Non. Je me souviendrais toujours d'eux, de leurs questions, de leur enthousiasme, de leur sens de l'humour parfois douteux. Leur présence temporaire, déjà fugitive, a illuminé l'année sombre qu'était celle de ma majorité. Ils s'éloignent déjà, dans ce couloir interminable, sans que je puisse leur avouer tout ce que j'ai sur le cœur.
Je ne les reverrais sûrement jamais.
– Vous allez me manquer. Qui va remettre Wolfi à sa place maintenant ? Je ne vus oublierais jamais. Même si je n'arrive plus à parler, j'aurais toujours vos visages dans ma tête.

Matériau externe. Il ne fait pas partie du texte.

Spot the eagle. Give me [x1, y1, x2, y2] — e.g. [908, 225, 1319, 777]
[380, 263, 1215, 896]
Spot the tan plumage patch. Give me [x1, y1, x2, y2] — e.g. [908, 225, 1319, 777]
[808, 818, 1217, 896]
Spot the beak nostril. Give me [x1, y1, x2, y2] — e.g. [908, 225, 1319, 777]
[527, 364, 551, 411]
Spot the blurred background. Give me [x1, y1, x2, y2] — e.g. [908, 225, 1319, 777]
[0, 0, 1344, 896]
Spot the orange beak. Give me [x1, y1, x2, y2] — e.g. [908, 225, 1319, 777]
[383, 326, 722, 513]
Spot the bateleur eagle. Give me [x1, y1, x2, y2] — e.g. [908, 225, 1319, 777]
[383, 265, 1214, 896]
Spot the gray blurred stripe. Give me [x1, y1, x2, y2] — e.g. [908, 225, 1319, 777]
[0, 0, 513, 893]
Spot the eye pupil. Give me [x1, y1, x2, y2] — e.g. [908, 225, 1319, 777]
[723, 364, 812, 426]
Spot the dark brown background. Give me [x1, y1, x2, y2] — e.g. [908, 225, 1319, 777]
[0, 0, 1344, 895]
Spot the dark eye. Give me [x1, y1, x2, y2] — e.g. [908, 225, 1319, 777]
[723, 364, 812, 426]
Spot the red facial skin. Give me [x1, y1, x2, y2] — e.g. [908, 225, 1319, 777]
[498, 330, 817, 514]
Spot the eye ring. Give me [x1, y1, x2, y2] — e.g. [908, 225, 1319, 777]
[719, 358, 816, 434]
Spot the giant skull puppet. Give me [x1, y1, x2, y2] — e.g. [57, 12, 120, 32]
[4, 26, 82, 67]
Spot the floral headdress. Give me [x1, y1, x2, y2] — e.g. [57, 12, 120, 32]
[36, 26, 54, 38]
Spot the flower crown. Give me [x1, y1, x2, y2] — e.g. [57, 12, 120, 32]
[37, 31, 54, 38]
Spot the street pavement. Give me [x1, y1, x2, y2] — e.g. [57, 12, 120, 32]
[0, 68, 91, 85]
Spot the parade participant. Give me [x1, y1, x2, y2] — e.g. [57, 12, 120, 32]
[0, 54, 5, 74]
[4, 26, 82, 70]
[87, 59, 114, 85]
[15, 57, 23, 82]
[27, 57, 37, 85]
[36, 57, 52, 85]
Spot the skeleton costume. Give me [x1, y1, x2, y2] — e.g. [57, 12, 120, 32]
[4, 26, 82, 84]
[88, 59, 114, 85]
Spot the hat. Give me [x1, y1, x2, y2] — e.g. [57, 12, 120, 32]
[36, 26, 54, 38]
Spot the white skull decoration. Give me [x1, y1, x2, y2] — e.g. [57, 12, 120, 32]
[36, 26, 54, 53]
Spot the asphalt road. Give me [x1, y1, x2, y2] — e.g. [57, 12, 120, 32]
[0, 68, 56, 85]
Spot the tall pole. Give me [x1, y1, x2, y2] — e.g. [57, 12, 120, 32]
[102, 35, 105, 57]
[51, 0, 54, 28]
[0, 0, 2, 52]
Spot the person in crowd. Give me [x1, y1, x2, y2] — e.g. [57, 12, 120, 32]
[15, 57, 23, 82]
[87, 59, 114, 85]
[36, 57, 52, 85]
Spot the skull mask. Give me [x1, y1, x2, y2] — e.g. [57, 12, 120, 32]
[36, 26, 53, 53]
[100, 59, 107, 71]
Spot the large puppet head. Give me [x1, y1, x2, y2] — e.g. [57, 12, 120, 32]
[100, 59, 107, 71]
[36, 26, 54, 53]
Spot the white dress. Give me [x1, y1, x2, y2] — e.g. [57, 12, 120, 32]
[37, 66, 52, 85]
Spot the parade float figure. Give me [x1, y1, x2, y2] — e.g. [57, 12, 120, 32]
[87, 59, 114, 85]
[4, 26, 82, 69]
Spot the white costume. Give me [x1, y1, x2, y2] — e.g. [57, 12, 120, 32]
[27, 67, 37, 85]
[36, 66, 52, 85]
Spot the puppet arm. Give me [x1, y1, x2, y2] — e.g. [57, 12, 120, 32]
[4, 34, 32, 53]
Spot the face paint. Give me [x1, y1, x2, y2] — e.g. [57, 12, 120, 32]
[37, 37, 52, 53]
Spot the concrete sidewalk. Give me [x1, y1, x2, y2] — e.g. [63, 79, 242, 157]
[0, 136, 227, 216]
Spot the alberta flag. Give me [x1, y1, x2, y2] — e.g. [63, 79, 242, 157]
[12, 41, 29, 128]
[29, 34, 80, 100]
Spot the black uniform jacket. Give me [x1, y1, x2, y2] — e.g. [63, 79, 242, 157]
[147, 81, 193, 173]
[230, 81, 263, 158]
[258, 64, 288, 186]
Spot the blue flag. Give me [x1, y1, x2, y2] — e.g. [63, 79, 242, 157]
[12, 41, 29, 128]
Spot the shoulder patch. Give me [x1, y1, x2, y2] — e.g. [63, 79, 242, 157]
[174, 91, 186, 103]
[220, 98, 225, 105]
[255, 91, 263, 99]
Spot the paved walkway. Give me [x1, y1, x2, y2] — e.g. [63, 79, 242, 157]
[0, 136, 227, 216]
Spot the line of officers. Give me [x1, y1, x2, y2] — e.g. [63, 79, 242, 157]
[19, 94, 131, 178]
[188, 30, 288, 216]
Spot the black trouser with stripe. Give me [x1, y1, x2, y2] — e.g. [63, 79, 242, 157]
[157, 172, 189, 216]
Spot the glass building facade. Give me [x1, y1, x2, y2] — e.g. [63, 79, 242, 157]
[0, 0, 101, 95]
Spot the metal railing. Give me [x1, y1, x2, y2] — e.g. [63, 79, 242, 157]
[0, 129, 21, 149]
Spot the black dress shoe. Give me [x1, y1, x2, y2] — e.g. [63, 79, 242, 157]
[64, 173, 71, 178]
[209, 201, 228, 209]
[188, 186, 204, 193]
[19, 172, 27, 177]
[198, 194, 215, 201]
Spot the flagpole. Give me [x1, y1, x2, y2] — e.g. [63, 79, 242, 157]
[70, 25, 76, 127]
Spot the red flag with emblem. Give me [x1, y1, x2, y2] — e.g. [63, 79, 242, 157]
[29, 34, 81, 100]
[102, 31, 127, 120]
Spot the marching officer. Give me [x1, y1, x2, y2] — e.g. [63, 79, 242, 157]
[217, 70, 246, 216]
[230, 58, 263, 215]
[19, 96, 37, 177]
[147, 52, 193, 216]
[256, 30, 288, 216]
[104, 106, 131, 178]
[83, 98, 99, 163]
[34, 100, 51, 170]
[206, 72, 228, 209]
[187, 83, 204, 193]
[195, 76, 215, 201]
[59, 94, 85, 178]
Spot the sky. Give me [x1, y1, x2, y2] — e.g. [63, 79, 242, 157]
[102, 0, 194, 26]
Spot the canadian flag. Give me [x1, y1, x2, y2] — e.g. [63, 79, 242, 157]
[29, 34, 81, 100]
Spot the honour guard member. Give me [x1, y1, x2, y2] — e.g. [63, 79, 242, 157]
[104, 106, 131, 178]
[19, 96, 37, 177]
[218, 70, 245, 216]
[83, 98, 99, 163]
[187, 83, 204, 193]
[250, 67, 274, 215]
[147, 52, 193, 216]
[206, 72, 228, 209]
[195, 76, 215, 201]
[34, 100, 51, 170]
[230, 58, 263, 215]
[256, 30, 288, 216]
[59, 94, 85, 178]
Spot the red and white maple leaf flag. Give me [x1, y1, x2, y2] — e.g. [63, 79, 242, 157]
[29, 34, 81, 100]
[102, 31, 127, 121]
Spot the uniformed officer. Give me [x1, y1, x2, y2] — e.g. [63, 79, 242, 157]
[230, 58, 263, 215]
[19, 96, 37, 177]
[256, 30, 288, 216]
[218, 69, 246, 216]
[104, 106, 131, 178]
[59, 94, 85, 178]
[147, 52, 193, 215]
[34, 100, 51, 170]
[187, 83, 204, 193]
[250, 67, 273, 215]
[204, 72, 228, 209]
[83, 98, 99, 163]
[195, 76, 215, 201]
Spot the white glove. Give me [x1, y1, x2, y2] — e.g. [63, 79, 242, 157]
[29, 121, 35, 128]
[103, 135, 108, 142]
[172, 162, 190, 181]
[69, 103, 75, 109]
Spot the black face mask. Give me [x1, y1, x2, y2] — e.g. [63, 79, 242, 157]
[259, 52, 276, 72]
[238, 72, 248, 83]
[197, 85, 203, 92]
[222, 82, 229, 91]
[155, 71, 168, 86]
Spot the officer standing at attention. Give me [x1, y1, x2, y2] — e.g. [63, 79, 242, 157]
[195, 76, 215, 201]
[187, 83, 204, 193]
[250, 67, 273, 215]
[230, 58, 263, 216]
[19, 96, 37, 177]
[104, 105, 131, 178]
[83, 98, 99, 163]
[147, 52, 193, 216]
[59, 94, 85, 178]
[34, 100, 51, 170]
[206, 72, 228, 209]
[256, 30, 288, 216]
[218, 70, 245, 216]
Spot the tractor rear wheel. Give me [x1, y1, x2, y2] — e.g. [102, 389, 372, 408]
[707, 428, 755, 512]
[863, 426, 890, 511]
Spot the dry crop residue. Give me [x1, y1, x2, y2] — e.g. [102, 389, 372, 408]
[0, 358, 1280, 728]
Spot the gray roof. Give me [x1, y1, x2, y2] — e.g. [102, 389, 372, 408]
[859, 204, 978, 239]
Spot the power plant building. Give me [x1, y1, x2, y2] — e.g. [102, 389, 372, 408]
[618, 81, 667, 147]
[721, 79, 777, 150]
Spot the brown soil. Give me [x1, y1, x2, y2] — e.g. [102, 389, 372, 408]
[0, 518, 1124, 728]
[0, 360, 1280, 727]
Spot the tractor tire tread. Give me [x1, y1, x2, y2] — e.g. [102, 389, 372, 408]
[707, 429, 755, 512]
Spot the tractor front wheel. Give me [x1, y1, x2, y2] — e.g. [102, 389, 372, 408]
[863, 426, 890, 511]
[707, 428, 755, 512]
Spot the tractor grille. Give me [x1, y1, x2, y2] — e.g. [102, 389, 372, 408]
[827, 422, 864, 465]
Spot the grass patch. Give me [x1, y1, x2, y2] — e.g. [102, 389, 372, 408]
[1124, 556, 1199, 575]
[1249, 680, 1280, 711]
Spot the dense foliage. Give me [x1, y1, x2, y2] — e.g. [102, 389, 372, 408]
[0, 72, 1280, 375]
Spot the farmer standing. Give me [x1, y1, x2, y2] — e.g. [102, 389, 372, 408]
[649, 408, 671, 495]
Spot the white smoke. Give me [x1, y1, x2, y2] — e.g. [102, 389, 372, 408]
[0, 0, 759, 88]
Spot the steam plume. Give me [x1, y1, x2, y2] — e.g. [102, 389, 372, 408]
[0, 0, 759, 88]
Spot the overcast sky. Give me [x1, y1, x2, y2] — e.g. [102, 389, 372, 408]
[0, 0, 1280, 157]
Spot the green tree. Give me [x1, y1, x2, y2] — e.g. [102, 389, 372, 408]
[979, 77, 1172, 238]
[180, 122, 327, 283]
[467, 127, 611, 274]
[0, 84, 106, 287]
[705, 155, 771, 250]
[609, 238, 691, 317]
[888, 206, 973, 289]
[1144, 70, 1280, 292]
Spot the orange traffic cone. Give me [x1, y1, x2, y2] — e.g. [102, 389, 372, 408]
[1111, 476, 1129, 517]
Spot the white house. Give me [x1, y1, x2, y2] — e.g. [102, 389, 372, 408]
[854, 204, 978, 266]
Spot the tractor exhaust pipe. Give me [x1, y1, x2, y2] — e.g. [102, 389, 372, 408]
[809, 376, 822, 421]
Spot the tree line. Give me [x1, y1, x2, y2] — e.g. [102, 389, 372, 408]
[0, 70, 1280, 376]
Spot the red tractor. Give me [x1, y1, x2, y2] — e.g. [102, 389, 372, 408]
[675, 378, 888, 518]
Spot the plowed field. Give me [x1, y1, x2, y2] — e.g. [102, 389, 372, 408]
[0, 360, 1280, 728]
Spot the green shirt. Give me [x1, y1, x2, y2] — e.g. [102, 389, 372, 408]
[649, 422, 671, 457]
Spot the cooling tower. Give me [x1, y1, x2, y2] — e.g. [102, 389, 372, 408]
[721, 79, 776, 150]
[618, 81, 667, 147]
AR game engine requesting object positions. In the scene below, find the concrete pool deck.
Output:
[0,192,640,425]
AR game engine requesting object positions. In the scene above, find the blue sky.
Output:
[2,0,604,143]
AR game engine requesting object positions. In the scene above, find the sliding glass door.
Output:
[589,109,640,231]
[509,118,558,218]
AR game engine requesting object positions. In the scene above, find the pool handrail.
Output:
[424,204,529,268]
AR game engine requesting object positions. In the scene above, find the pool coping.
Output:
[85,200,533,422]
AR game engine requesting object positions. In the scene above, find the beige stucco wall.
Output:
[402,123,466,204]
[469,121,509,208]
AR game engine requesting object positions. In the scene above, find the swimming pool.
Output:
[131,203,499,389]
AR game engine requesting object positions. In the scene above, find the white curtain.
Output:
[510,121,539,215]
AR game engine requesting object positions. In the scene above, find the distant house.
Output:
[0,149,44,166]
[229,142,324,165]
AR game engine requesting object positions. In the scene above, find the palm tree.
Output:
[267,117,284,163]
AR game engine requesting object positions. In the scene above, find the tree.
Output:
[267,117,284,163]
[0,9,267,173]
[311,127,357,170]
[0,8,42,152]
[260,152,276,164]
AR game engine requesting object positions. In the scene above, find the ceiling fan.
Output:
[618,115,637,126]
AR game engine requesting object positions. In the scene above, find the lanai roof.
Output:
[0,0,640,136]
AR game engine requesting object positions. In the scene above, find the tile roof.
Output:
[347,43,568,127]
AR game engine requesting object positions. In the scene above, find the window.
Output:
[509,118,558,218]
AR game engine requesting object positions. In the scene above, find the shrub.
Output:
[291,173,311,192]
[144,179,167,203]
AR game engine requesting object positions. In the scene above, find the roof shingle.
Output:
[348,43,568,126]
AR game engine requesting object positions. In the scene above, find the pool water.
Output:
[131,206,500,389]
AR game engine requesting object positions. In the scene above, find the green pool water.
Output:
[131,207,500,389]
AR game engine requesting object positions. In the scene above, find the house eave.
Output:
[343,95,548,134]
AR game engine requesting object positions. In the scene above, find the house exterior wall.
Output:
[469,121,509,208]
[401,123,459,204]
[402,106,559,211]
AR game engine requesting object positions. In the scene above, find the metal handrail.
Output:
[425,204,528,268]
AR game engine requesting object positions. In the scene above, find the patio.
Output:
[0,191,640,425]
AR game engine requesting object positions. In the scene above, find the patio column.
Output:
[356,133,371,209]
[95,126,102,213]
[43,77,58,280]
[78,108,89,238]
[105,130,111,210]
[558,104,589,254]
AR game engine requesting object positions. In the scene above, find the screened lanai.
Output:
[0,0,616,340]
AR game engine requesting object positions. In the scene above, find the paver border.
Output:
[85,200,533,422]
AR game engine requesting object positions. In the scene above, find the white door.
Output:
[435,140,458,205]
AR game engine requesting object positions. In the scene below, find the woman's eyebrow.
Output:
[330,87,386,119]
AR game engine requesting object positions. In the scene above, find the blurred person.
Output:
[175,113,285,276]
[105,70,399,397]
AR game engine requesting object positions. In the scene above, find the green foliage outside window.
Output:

– Évite quand même de perdre la parole, ça sera mieux pour nous tous, grimace Lukas.
– En revanche, je compte sur toi pour faire en sorte que Wolfchef ne trouve jamais le repos ! lance Thalia avec un rire qui parvient à me redonner le sourire. Et toi Lulu, c'est l'heure de retrouver ta dulcinée. Elle t'attend depuis trop longtemps !
– Je sais, je sais... Adieu, Diane ! Que les saisons te soient clémentes !
Leurs éclats de voix résonnent encore quelques secondes dans l'atmosphère étouffante puis ils disparaissent à l'angle du couloir, sourds à mes interrogations, mes sentiments et mes émotions.
Alors ça y est. Ils sont partis, sans doute pour toujours. Oh, je ne doute pas qu'on gardera contact – un an d'amitié, ça ne s'efface pas si vite – mais nous ne poursuivons plus les mêmes objectifs. Les Écarlates prennent une direction, et eux marcheront à contre-courant. Ça ne m'étonne pas vraiment d'eux...
Mais je crois que ça me rend triste. Tous mes amis vont ils m'abandonner, les uns après les autres ?
On ne se verra plus, mais je me souviendrais. Après tout, les souvenirs sont le plus beau des cadeaux qu'on puisse offrir à une personne, non ?
J'ai à peine essuyé la perle mouillée qui roulait sur mes joues, qu'une tornade rose vole dans ma direction.
– MA BFF ! Si tu savais à quel point tu nous as manquée !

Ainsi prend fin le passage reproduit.